В широком коридоре танатологического отсека пока было светло и пусто. Двери в секционные еще не открывали со вчерашнего дня, и таблички с веревочными петлями, как в отелях, с надписями «Просьба соблюдать тишину. В секционных работают, а не болтают» еще без дела лежали на подоконниках рядом с пустыми пепельницами, сделанными из консервных банок.

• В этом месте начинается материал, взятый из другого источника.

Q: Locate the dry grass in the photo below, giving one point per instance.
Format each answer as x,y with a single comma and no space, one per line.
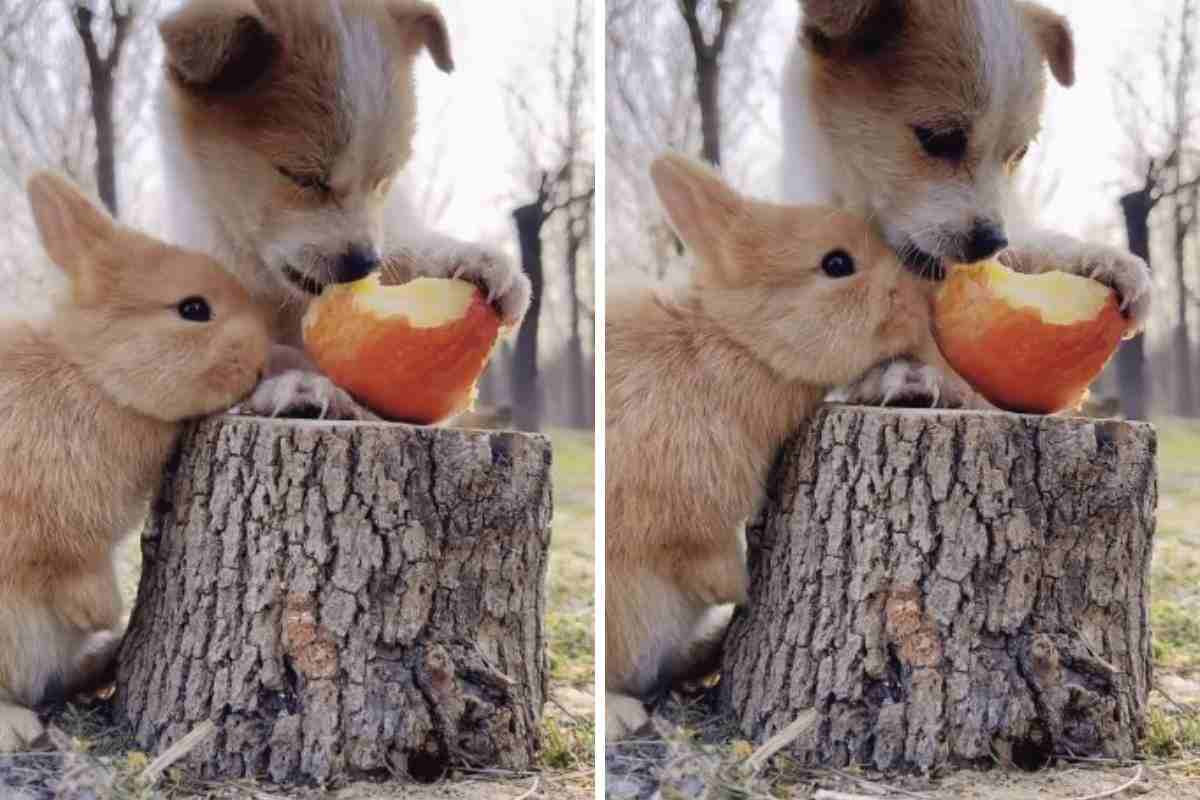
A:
693,755
89,758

— Это для студентов. — У Лены вдруг прорезалось все — и как они ездили сюда на занятия, и как курили потихоньку, чтобы не торчать в секционном зале. — Нас во время занятий не очень-то муштровали. Можно было выходить покурить, только чтоб не шумели. Но в коридоре курить было нельзя, поэтому студенты брали такие же вот консервные банки и шли на улицу… — Она внезапно остановилась.
Та самая неприветливая утренняя тетка с расплывшимся жабьим лицом выкатывала из холодильной комнаты каталку с лежащим на ней телом. На каталке лежало тело большого белобрысого мужчины в красных спортивных штанах. Жаба перегородила каталкой с телом дорогу. Рябинкин тоже остановился. Мужчина был тяжелый, а санитарка маленького роста, поэтому ей приходилось подталкивать каталку не только руками, но и грудью, и огромные подошвы ботинок лежащего человека оставляли на ее халате серые следы.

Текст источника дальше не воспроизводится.